Figure 3 illustrates the different scenarios graphically. Starting from core personal consumption expenditures (PCE) inflation of 2.6% and an unemployment rate of 4.3% in the centre of the chart, the further we move to the upper left, the more dovish is the Fed likely to be. Similarly, the further we move to the bottom right the more hawkish the Fed is likely to be. If inflation declines at the same time as the labour market tightens, it is not clear how the Fed would react; it would depend on a broader view of the economy and how the Fed believes it will evolve. The Fed’s reaction if inflation increases as labour markets weaken is also uncertain; the Fed would not want to compromise its inflation fighting credentials but at the same time would not want to contribute unnecessarily to economic hardship. Again, it would depend on a broad range of factors.
In this context, the most important data points to monitor over the next few weeks are shown in Figure 4.
In addition, the Jackson Hole Economic Symposium - taking place this year from 22 to 24 August - has in the past often been used by the Fed and other central banks to communicate with the market.
Supplementing the data in this table with information gleaned from other sources such as company releases will provide an additional important source of intelligence.
Conclusion
In conclusion, market expectations are fickle. They change quickly from one day to the next dependent on the incoming data and its interpretation. That uncertainty becomes more elevated at potential turning points in the policy cycle, such as we are experiencing today. It is therefore helpful to think about the range of outcomes in terms of their probabilities, as illustrated in Figure 2.

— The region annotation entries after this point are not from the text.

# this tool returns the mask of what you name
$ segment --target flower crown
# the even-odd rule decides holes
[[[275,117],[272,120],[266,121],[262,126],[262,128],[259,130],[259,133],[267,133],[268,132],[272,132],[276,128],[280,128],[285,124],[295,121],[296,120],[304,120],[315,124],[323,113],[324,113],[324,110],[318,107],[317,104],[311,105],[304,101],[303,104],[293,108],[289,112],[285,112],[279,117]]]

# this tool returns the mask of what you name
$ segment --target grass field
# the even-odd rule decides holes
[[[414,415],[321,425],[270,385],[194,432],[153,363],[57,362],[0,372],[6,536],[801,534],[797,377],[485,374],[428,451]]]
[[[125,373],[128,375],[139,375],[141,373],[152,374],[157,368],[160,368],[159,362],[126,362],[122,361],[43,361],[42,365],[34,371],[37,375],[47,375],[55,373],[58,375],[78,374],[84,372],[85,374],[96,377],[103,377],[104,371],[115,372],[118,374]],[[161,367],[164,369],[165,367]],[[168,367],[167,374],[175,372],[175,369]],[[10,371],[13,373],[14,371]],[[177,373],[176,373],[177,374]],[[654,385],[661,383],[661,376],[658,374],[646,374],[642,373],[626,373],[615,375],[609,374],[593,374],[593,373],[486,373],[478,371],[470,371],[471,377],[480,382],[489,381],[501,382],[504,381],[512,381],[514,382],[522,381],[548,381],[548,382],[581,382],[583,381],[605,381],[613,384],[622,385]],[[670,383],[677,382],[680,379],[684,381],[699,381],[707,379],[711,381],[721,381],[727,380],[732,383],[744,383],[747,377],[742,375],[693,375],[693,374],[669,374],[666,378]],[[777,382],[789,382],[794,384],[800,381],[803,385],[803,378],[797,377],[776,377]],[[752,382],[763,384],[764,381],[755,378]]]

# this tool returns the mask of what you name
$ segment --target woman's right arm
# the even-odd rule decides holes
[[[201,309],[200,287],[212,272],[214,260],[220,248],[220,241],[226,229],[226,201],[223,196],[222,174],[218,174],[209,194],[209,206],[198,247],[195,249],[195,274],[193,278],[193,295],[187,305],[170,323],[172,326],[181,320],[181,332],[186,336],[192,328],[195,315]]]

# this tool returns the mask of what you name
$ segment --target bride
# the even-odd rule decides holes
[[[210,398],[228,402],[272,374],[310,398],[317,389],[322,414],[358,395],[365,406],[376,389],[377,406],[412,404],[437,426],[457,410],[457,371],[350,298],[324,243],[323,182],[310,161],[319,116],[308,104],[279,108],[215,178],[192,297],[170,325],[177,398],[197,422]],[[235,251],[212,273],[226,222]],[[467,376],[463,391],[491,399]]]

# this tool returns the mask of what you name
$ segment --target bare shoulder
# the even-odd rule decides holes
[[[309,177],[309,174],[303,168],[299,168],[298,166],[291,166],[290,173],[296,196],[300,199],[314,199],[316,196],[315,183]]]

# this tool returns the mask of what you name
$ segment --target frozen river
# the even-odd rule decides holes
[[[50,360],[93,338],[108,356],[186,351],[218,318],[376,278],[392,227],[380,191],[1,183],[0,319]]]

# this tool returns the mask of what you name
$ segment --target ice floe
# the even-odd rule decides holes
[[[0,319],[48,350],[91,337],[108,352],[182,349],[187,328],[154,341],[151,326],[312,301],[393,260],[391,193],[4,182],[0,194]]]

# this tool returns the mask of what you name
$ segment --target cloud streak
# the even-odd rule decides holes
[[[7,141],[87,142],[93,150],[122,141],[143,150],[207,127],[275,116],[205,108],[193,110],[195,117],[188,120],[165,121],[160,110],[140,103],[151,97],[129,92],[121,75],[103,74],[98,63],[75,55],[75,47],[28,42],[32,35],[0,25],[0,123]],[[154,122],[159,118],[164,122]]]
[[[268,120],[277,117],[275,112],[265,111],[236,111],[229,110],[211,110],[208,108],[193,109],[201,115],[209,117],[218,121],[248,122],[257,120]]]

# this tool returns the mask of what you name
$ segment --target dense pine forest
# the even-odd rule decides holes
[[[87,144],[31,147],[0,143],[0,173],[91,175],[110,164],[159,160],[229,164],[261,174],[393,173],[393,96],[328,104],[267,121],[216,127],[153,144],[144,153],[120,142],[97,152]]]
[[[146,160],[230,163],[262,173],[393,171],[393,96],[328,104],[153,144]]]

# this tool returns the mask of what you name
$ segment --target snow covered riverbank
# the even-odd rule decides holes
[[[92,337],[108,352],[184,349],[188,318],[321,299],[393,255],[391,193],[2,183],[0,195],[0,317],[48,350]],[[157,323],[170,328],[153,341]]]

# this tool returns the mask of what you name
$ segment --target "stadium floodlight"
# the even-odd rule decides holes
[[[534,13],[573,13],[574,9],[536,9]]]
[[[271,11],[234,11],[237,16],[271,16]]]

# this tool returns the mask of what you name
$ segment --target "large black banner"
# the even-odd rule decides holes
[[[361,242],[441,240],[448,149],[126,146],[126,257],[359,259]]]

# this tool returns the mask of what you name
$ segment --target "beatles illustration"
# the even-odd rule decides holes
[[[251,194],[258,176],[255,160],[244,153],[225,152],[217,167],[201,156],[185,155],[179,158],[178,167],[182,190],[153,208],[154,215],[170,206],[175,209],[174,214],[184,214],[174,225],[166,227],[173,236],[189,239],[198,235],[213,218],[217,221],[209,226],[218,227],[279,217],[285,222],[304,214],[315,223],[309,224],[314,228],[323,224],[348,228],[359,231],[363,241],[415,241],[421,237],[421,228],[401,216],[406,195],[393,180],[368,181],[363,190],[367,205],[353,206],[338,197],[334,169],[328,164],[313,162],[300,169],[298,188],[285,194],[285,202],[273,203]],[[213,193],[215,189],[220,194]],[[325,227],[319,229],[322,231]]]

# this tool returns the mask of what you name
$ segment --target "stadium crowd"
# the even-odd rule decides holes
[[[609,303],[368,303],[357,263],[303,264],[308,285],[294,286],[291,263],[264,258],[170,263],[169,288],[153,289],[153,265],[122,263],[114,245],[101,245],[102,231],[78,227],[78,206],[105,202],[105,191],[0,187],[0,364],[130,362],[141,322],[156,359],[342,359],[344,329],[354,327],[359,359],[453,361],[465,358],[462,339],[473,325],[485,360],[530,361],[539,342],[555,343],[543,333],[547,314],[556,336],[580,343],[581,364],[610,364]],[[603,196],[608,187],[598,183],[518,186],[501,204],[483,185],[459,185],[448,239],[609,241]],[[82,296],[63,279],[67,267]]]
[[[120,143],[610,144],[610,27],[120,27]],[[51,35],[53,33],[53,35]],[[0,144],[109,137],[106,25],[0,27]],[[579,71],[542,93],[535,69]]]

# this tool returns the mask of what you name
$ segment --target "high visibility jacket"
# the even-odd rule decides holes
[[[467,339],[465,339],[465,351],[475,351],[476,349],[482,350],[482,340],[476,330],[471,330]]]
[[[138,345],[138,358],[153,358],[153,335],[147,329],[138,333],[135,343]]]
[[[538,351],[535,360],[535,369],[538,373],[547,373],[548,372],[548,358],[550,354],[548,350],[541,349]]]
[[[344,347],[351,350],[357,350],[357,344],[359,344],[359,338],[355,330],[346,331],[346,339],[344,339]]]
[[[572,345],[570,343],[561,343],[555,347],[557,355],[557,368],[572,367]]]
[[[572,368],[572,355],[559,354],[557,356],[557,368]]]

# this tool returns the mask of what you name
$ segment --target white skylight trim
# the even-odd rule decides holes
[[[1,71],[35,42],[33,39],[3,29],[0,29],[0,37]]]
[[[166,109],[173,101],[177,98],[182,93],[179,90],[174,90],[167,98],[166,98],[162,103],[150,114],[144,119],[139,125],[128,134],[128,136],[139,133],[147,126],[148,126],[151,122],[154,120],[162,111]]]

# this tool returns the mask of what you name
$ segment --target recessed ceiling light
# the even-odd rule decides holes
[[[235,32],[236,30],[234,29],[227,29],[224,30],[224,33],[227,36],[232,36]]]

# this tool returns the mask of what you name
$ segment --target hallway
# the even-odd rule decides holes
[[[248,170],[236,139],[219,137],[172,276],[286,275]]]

Our core view remains that the Fed will cut by 0.25% in September and by three times this year. This is slightly less dovish than current market expectations. If the incoming data confirms an upward left move in Figure 3, this will increase the likelihood that the Fed is more dovish. If the incoming data is consistent with ongoing tight labour markets and stubborn inflation that will encourage the Fed to do less. At the same time, the yield curve is expected to steepen more from the short end as and when the Fed becomes more dovish.
1 See ‘Deciphering the Fed’, EFG Macro Flash Note, 21 March 2024. https://www.efginternational.com/uk/insights/2024/deciphering_the_fed.htm
2 “Barkin says Fed has ‘Time’ to assess economy, determine response” Bloomberg, 8 August, 2024.
“Fed’s Schmid says ‘We are not quite there’ in cooling inflation” Bloomberg, 9 August, 2024.
“Fed’s Bowman signals caution on rate cuts” The Economic Times of India, 12 August, 2024.
“Fed’s Bostic says more data needed, rate cut likely by year-end” Bloomberg, 13 August, 2024. It is also true that two days after Bostic made this statement he said that he is “open” to a September rate cut.